Son christianisme sincère mais d’un titre un peu incertain est devenu la forme même, vague et flottante, du sentiment religieux moderne. Le génie de notre âge était tellement en lui, qu’il avait comme inventé ce que la pensée du siècle avait de plus inconsistant, la demi-croyance, la foi à l’état de rêve, la transformation dans une sorte de crépuscule du sentiment religieux en sentiment esthétique.
Son influence sur les moeurs a été considérable, à ce point qu’il les a touchées à leur source, au fond de l’âme. Il a presque inventé des états psychologiques. La désespérance, la mélancolie, la fatigue d’être sont des états ordinaires après lui, et des habitudes morales et jusqu’à des attitudes mondaines....
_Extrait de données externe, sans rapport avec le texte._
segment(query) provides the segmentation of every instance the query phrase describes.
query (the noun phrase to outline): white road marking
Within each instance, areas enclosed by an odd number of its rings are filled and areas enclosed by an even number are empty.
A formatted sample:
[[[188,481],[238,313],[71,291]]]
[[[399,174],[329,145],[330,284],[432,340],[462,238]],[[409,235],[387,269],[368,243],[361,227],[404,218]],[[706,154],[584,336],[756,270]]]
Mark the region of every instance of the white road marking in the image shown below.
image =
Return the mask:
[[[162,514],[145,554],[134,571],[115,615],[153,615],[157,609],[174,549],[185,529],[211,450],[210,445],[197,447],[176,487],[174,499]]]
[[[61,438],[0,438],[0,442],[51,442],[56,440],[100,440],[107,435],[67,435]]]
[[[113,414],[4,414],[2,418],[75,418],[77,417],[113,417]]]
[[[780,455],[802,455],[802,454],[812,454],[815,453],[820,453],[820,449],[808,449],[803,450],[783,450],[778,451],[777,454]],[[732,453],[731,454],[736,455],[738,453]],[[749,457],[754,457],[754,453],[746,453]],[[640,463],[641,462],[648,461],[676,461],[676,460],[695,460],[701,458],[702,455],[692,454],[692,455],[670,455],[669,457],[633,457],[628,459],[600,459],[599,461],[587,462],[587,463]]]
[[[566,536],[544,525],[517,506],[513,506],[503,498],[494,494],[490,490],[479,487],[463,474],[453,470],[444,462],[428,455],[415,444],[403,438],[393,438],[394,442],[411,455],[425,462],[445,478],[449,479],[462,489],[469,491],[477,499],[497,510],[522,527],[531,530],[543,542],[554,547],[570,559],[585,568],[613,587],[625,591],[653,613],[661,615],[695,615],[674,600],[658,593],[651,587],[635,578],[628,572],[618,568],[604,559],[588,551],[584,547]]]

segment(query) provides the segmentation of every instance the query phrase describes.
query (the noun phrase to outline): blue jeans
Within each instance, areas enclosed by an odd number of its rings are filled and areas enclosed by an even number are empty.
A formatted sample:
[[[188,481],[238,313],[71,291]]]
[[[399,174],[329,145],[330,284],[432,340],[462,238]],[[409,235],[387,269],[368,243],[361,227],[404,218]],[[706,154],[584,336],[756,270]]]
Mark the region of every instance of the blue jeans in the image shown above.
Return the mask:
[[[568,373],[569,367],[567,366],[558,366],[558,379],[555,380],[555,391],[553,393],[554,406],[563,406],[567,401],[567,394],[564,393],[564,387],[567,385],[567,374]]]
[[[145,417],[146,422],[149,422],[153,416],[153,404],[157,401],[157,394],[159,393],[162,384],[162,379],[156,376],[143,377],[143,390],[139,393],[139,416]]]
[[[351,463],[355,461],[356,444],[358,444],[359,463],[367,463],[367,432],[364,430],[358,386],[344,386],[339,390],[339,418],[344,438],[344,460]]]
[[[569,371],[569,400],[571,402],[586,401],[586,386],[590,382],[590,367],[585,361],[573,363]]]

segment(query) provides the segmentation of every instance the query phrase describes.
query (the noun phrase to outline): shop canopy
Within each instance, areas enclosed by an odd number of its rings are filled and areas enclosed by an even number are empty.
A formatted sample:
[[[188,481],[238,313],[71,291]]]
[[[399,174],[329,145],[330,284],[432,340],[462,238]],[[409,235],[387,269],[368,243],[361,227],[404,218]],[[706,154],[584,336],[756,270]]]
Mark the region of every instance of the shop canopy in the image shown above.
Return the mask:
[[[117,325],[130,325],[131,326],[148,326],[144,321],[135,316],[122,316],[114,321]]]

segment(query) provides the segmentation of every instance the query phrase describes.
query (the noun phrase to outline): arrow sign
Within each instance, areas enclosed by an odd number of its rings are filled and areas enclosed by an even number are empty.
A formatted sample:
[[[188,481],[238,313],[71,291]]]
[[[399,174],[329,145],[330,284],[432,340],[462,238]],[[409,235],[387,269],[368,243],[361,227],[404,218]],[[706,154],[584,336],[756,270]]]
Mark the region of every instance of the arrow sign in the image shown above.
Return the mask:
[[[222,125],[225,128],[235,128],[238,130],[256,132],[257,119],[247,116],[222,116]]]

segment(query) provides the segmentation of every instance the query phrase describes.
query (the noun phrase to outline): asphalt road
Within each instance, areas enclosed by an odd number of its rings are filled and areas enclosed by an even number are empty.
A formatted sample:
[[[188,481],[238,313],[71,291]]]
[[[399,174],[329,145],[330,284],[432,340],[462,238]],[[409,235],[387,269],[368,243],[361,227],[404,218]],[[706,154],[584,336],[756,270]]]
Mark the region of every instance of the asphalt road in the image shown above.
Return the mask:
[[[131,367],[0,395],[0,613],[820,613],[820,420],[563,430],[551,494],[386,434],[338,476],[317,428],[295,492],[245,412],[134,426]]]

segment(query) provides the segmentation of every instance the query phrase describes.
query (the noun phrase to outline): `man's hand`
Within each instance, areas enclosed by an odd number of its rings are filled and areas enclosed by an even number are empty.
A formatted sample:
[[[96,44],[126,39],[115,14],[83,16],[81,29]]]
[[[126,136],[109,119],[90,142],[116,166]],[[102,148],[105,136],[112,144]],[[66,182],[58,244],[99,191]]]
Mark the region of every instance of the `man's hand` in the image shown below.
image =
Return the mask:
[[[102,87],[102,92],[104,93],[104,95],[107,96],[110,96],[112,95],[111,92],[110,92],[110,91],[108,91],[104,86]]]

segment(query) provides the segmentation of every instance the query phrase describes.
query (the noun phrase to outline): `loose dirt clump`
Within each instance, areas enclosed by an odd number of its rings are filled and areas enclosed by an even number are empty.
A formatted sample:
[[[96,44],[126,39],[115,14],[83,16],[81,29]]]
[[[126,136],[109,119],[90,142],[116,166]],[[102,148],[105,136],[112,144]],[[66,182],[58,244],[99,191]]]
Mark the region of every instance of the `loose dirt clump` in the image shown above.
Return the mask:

Son génie a ouvert toutes grandes toutes les sources. Il a compris toutes les beautés, de tous les temps et de tous les mondes, et invité tous les talents à y puiser. Historiens, poètes, romanciers, moralistes, philosophes spiritualistes, historiens des idées religieuses, voyageurs, et ceux-là même, derniers venus des modernes, qui disent avoir inventé “l’écriture artiste” et ne cherchent qu’à exprimer le relief et la couleur des objets visibles, tous lui doivent quelque chose, et tout au moins un esprit public préparé à les comprendre. Quelque défiant qu’on soit des formules concises, toujours trop larges et trop étroites à la fois, on peut se risquer à dire qu’il est l’homme qui a renouvelé l’imagination française.